Managing Long Term Absence

Our Empactis platform helps businesses to understand the true impact of absence and we consistently find that, even if absence is thought to be consistently captured in HR systems, these systems (or the way they are used) results in significant under reporting (as much as 40%).

The leading Occupational Health Journal, Occupational Health (at Work) publishes this month the first part of research it has done in collaboration with respected academic researchers from the Work Foundation on long term sickness absence.

They start with the clear rationale that much research on sickness absence is flawed because of the poor data sources; they quote Carol Black and David Frost in terms of highlighting that “the provision of accurate, accessible and timely information is the cornerstone of, and is vital for, the success of any absence policy”.

They highlight that many of the “trusted” sources quoted on sickness absence rates (CBI, CIPD ,EEF) rely heavily on questionnaire data completed by HR contacts who aggregate data and rely on record systems that are likely to be flawed in terms of quality and timeliness. They also highlight response rates as often low. Whilst private and public-sector comparisons are widely quoted as having differences, methodological flaws and variations probably mean the true rates are very different. So, they highlight that these surveys may be useful for trend data, but may fail to understand true rates or causes.

This research used information from 900 or so OH professionals and 442 provider organisations – and I was pleased to have opportunity to review and contribute to the survey methodology, which was developed by Professor Stephen Bevan, known for his work in the field of health and work.

Interestingly, over half of OH professionals involved had no access to any sickness absence information. Definitions of long and short-term absence varied (but most organisations defined long term sickness absence (LTSA) as 4 working weeks or 28 calendar days)

Total sickness absence rates in this survey was recorded as 3.5% but noted as likely to be under reported – unsurprisingly MSK and mental health being largest groups for LTSA. Nearly 60% of OH referrals in the sample were for stress, depression or anxiety. Comorbidity (multiple medical conditions) is the main risk factor for longer absence with median LTSA 8-10 weeks (average 54 days).

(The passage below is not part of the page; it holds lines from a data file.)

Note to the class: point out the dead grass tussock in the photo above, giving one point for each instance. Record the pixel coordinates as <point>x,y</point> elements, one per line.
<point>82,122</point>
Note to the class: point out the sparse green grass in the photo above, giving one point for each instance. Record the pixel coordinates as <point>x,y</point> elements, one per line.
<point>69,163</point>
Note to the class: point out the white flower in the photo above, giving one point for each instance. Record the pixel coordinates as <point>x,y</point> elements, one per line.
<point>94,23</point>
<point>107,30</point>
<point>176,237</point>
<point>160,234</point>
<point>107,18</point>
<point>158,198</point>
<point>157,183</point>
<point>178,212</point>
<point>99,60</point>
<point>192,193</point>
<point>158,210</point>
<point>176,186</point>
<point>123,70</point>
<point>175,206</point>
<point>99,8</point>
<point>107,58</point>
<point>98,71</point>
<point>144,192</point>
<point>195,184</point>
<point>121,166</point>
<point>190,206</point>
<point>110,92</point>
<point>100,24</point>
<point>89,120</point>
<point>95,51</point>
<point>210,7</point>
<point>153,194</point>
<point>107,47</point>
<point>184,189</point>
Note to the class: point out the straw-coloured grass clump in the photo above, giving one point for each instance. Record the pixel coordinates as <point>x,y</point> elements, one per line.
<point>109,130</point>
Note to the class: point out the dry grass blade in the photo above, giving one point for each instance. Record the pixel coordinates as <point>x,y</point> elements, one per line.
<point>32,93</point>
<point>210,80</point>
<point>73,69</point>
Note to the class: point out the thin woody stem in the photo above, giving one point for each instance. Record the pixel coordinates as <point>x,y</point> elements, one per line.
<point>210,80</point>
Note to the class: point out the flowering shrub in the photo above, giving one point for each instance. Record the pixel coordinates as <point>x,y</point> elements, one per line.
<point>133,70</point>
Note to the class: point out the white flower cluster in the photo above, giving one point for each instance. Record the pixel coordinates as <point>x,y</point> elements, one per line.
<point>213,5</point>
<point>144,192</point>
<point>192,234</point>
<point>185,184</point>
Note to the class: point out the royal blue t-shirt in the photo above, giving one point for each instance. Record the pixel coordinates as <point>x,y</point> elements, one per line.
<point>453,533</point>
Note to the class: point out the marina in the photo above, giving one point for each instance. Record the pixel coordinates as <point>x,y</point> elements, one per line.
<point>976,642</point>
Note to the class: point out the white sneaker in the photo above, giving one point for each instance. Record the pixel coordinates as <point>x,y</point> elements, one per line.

Although LTSA in national data is ascribed to cause only one third of total lost days, CBI data ascribes 75% of absence costs (and other sources not dissimilar) i.e. smaller numbers of employees involved but higher cost to employer (short term absence causes productivity and quality disruption, but long term gives additional on costs covering and managing cases).

Most survey responders gave examples of cases lasting up to a year off sick, a minority “several years”.

Repeatedly this work and the earlier version on short term sickness highlight lack of real time accurate systems to monitor, case manage and understand root causes, which is a key part of the approach we have developed.